Original problem: under high loaded CPU, some captured frames have artifacts.
As the log “out of order field received” is printed every 1s100ms, it is obvious that a field might be missing/dropped somewhere.
In general, this capture driver works this way:
- buffer handling.
- The driver starts capturing into buffer when a field with specified field order(top, or bottom) comes. Then, it switches to a new buffer after two fields have been captured into one buffer.
- If the “field order” field indicates an unexpected value, the capture driver tears down the capture interface, and set frame flag of the current buffer to “error”, then set up a new buffer for future capturing.
- The content of the “error” frame might be an old (good) frame (if the unexpected field order is detected right after switching to this buffer), or the previous (good) field is combined/weaved with an fairly old field (if the unexpected field order occurs after a field has been stored in the buffer). in the former case, the video has out-of-sequence issue while playing; in the latter case, the individual frame has artifacts.
- IRQ handling
- The capture thread is “receive blocked”, waiting for an frame complete event(pulse).

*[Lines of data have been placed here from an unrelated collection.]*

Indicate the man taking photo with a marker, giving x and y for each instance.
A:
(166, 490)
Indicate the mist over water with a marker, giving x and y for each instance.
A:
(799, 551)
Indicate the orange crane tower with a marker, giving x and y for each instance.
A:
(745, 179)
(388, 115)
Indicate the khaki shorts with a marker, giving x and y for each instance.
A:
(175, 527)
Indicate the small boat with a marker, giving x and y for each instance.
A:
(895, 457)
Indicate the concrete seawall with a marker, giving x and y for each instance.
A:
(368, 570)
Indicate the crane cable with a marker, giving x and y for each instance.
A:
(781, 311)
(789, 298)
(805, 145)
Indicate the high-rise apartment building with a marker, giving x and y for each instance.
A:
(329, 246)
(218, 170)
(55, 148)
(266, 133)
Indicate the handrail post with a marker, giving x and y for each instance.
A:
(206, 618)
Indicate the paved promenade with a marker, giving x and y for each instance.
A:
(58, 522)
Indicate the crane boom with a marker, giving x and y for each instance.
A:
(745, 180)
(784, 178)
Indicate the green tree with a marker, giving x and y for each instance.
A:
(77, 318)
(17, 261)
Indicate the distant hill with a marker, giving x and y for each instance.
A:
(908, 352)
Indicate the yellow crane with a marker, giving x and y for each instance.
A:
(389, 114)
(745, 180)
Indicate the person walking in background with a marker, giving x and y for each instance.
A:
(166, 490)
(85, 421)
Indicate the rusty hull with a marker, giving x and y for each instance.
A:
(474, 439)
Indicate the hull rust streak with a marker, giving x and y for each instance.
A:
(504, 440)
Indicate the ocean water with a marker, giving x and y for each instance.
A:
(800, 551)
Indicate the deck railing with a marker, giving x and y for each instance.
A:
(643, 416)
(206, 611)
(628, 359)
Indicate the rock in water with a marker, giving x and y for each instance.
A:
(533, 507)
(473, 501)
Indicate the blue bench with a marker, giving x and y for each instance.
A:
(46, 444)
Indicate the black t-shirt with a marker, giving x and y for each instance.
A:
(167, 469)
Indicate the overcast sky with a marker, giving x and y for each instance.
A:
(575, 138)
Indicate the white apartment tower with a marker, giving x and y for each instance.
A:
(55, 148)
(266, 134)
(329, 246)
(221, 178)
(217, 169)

- After a frame is complete, ISR handler disables the capture interface and delivers this pulse to the thread, which will unblock the capture thread.
- After the capture thread gets scheduled to run, it sets up a new buffer for capturing, and enable the capture interface (practically, the ISR is re-armed).
It is impossible that an interrupt is not raised due to high-load CPU, and it is nearly impossible that ISR handler is not entered (as ISR handler carries higher priority than any threads). However, it is possible that the capture ISR is re-armed too late, which leads to the field missing.
The kernel trace proved this assumption. According to the kernel trace,
In normal case,
- the time between two NTSC fields (FE of the first one, FS of the second one) is 560us ~ 1ms;
- the time between ISR returning an event and the event being passed to the thread is 5 ~ 10us;
- once get a chance to run, the capture thread spends 60us to do it’s work (buffer handling, re-arm interrupts)
In the false case,
- It takes too long for the sigevent/pulse to be delivered to the thread (by kernel) after 600us ~ 800us.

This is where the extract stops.